Living with a neurological condition has many ups and downs, and when in the midst of a flare, for example, it can be very trying.  When pain and other symptoms increase, my mood often dips, and I can become quite depressed.  For these times, I have a toolbox that I rely on to help decrease the effect that these symptoms have on my well-being.

And one of these tools is music!

A playlist of positive and uplifting songs that help lift my mood, and remind me of all that is right with the world, and that good times are waiting beyond the current storm.

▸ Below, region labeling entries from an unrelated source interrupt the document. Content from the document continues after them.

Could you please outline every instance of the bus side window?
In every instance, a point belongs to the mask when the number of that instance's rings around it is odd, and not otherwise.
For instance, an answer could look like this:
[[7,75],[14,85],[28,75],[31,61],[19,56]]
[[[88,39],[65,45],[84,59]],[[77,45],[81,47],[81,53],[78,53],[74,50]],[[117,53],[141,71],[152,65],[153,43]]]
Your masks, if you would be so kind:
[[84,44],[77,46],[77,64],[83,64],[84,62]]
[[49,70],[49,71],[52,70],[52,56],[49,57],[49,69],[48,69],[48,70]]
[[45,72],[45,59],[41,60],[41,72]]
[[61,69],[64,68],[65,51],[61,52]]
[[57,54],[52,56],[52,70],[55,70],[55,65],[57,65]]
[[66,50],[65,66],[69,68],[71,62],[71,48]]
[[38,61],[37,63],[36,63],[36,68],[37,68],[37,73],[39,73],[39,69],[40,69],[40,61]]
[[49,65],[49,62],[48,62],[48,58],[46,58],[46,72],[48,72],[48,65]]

So, following on from last week’s blog post, I thought I would share my uplifting and encouraging playlist with you all:

‘Fight Song’ by Rachel Platten

This is my fight song
Take back my life song
Prove I’m alright song
My power’s turned on
Starting right now I’ll be strong
I’ll play my fight song
And I don’t really care if nobody else believes
‘Cause I’ve still got a lot of fight left in me

This song has become somewhat anthemic for those facing adversity, especially those within the chronic illness community.  It’s upbeat melody, and inspiring lyrics helps keep us fighting through the darkest days of living with health problems.  It’s a song that can motivate anyone to continue fighting through any obstacles or challenges they may be experiencing, and not give up.  It’s a song, I think you’d agree is hard not to join in with when it’s playing on the radio!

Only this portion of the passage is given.